Todo evento en su cerebro tiene una localización espacio-temporal definida, pero el preguntarse «en qué momento exactamente es usted consciente del estímulo» presupone que algunos de estos eventos son, o equivalen a, ser consciente del estímulo. Eso sería como preguntar: ¿en qué momento exactamente quedó informado el imperio británico de la tregua en la guerra de 1812? En algún momento entre el 24 de diciembre de 1814 y mediados de enero de 1815. Esto es bastante definido, pero no hay un hecho decisivo que nos permita precisar un día y una hora concretos. Aun en el caso de que pudiéramos determinar los instantes precisos en que los distintos funcionarios y dirigentes del imperio fueron informados, ninguno de estos momentos puede ser considerado como el momento en que el imperio mismo fue informado. La firma de la tregua fue un acto oficial e intencionado del imperio, pero también lo fue la participación de las tropas británicas en la batalla de Nueva Orleans, y este último fue un acto llevado a cabo de acuerdo con el supuesto de que no se había firmado ninguna tregua. Se podría argumentar que el momento de la llegada de las noticias a Whitehall o al palacio de Buckingham en Londres debería ser considerado como el instante oficial en que el imperio quedó informado, ya que este era el «centro nervioso» del imperio. Descartes pensó que la glándula pineal era precisamente el centro nervioso de nuestro cerebro, pero estaba equivocado. Dado que la cognición y el control —y, por tanto, la conciencia— se distribuyen por el cerebro, ningún momento puede ser considerado como el instante preciso en que se produce un evento consciente determinado.
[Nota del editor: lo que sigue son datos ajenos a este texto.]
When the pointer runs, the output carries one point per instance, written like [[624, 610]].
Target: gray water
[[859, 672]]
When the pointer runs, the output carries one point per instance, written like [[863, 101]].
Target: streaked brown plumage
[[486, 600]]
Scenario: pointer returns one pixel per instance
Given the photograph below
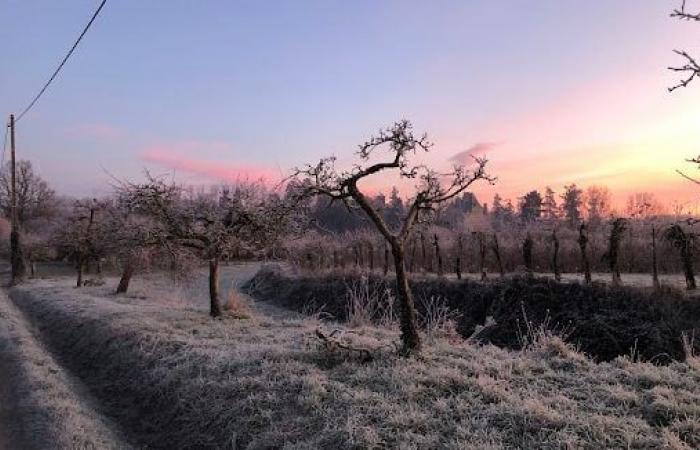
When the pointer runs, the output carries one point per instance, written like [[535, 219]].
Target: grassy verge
[[173, 378], [50, 410]]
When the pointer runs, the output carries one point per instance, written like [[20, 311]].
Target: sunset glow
[[572, 93]]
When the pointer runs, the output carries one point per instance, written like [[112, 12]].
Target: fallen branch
[[332, 343]]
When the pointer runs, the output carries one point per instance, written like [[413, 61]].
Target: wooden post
[[424, 259], [497, 253], [654, 267], [527, 255], [386, 259], [583, 243], [482, 255], [16, 258], [438, 255], [555, 256], [458, 257]]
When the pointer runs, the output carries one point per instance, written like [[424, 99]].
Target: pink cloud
[[170, 157], [478, 149], [99, 131]]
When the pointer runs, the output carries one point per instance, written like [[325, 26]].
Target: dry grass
[[50, 409], [173, 378]]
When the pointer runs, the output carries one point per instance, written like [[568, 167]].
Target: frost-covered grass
[[174, 378], [48, 408]]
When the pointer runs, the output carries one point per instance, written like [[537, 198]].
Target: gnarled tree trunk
[[482, 255], [527, 255], [215, 303], [497, 253], [81, 268], [125, 279], [583, 243], [438, 255], [687, 257], [654, 266], [409, 331], [555, 256], [458, 257]]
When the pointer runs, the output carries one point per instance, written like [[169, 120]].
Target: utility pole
[[16, 257]]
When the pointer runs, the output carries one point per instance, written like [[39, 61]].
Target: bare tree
[[555, 255], [583, 246], [324, 179], [684, 242], [528, 245], [619, 226], [690, 69], [497, 253], [35, 199], [82, 237], [210, 227]]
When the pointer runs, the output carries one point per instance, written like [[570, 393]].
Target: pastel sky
[[552, 91]]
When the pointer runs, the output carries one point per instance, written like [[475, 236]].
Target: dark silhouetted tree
[[571, 204], [432, 190], [531, 207]]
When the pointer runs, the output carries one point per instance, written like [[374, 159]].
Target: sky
[[552, 92]]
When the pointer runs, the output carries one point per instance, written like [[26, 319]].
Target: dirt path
[[9, 425]]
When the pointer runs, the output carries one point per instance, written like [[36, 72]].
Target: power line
[[63, 62], [4, 147]]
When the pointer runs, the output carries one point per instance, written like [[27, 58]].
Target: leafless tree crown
[[690, 69]]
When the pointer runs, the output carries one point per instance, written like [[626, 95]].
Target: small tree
[[210, 227], [690, 69], [619, 226], [583, 246], [528, 244], [324, 179], [82, 237], [555, 255], [35, 199], [497, 253], [571, 204]]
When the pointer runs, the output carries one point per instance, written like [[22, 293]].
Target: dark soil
[[603, 321]]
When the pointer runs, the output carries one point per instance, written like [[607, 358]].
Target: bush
[[603, 321]]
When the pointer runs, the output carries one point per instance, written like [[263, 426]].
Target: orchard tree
[[531, 207], [598, 203], [211, 227], [83, 235], [690, 69], [432, 190], [35, 199], [571, 204], [550, 209]]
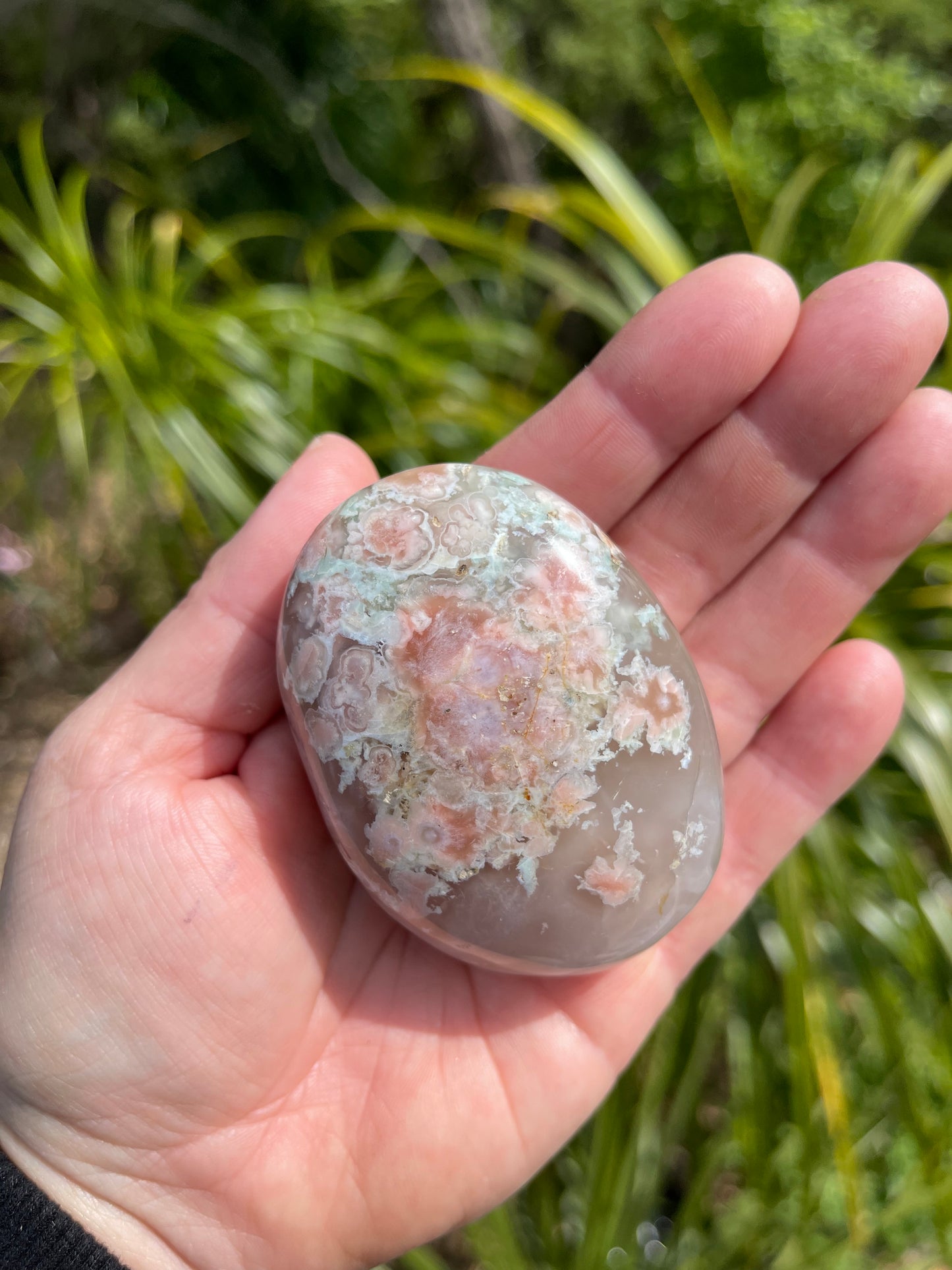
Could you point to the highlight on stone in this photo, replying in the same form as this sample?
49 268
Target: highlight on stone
505 734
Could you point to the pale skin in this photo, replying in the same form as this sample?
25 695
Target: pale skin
216 1052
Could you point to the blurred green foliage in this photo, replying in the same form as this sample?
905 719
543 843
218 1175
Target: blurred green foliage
294 224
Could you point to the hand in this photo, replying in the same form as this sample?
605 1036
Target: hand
215 1049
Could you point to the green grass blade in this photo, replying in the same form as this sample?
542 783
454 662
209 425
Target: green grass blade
495 1242
41 187
69 420
40 263
650 237
32 310
714 115
573 285
204 461
72 208
882 202
779 233
909 208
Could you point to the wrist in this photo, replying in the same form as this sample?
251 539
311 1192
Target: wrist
130 1240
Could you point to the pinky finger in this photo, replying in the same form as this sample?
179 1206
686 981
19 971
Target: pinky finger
819 741
816 743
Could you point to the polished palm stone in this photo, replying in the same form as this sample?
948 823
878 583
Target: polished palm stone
505 734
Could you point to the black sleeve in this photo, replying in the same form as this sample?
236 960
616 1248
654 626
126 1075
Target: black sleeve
37 1235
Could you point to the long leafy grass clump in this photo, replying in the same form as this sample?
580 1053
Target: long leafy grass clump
793 1107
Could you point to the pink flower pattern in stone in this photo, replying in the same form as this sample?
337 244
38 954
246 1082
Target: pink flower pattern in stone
559 589
393 535
467 713
309 668
470 525
613 882
657 705
348 694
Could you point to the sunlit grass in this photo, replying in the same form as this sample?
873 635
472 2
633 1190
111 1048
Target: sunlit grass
793 1107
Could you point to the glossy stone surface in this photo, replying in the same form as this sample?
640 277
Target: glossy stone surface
504 730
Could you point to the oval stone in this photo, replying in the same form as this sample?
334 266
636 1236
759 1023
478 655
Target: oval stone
504 730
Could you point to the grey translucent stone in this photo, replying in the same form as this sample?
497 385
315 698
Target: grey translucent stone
505 734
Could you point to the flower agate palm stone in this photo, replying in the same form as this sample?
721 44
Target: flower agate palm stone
505 734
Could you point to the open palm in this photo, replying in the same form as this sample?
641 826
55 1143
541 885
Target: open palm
215 1049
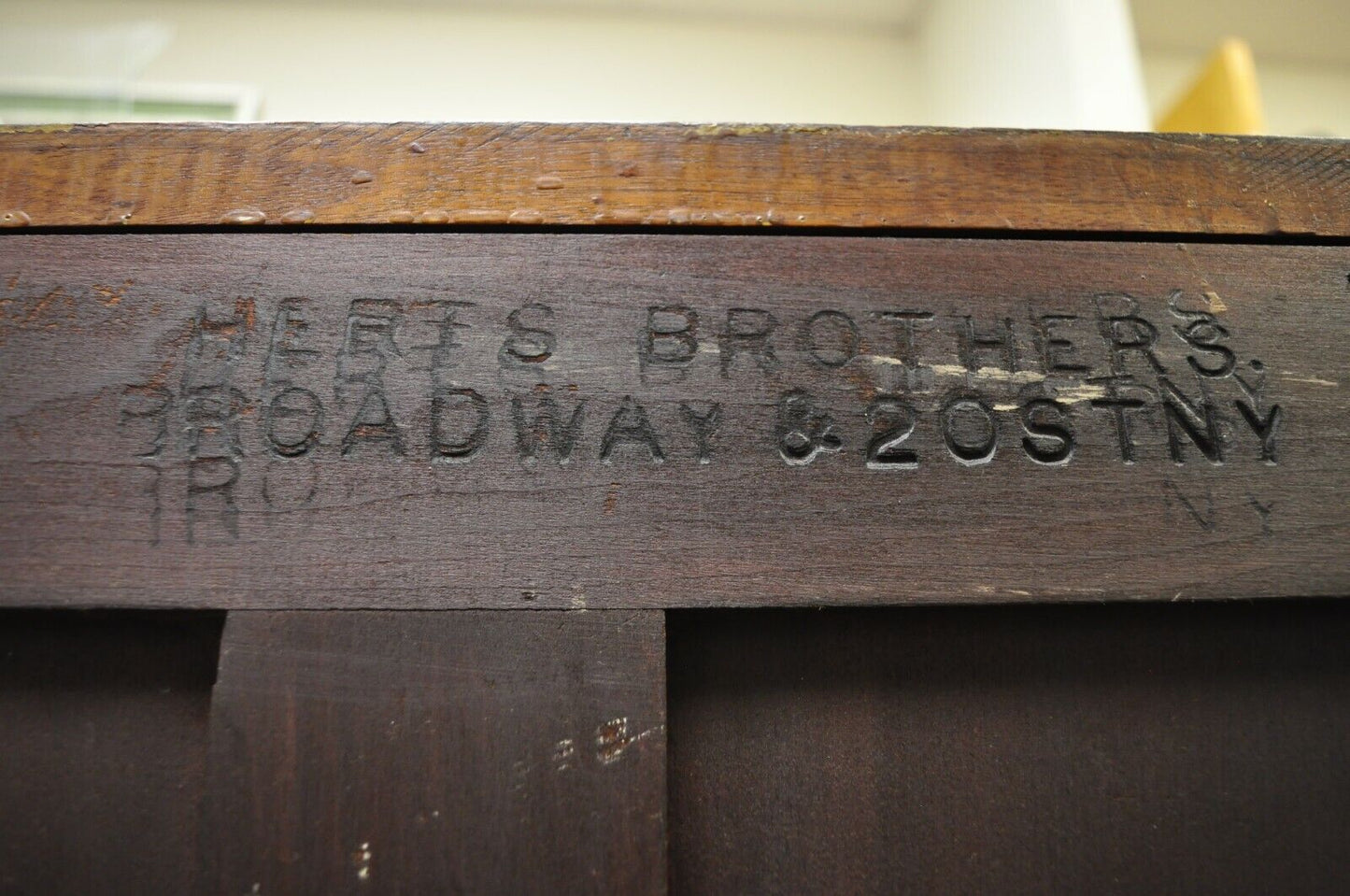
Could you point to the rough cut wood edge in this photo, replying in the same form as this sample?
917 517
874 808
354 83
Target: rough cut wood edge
703 176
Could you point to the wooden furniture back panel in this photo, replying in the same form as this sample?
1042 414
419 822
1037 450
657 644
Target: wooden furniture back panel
300 370
1125 749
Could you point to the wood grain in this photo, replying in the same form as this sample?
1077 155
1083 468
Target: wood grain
1122 749
439 753
710 176
103 749
212 420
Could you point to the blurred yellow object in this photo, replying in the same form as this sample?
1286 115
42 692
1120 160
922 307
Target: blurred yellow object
1223 99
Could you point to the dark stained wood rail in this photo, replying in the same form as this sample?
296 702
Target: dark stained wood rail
661 175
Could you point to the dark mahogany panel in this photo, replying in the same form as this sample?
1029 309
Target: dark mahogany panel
437 753
536 420
1164 747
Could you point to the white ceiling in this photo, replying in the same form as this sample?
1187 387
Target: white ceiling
1311 31
1308 31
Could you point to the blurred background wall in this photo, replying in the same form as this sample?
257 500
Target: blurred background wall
1077 64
En este capítulo he intentado hacer que algunos malos hábitos de pensamiento se tambaleen, a fin de privarles de sus imaginarios «cimientos» y de sustituirlos por mejores maneras de pensar, pero por el camino no he podido evitar algunos cabos sueltos. El más tentador de todos, creo, es la afirmación metafórica de que el «sondear» es un acto que «precipita narraciones». He afirmado que la organización temporal de los sondeos de los investigadores puede tener un efecto revisionista sobre los sistemas de representación utilizados por el cerebro. Pero entre los que pueden efectuar tales sondeos sobre el sujeto se encuentra el propio sujeto. Si usted se siente interesado por la cuestión de en qué momento se hace usted consciente de algo, sus propios autorreconocimientos o autoinvestigaciones fijan los límites de nuevas ventanas de control, alterando así las restricciones sobre los procesos que intervienen.

El resultado de los sondeos llevados a cabo por observadores exteriores son, normalmente, actos de habla de uno u otro tipo que expresan juicios sobre diferentes contenidos de la conciencia que cualquiera puede escuchar e interpretar. El resultado de los autosondeos son elementos que pertenecen a la misma categoría semántica, no son «presentaciones» (en el Teatro Cartesiano), sino juicios sobre lo que le parece al sujeto, juicios que el propio sujeto puede interpretar y recordar, y de acuerdo con ellos obrar. En ambos casos, estos eventos fijan interpretaciones de lo que experimentó el sujeto y, por tanto, establecen puntos fijos en la secuencia subjetiva. Sin embargo, en el modelo de las Versiones Múltiples no hay ninguna cuestión adicional sobre si además de dicho juicio, y de las discriminaciones previas sobre las que se basa, hubo una presentación de los materiales susceptibles de ser interpretados para su examen por parte de un juez supremo, la audiencia del Teatro Cartesiano. Esta no es una idea fácil de comprender, y mucho menos de aceptar. Todavía nos quedan muchos caminos por construir que nos lleven hasta ella.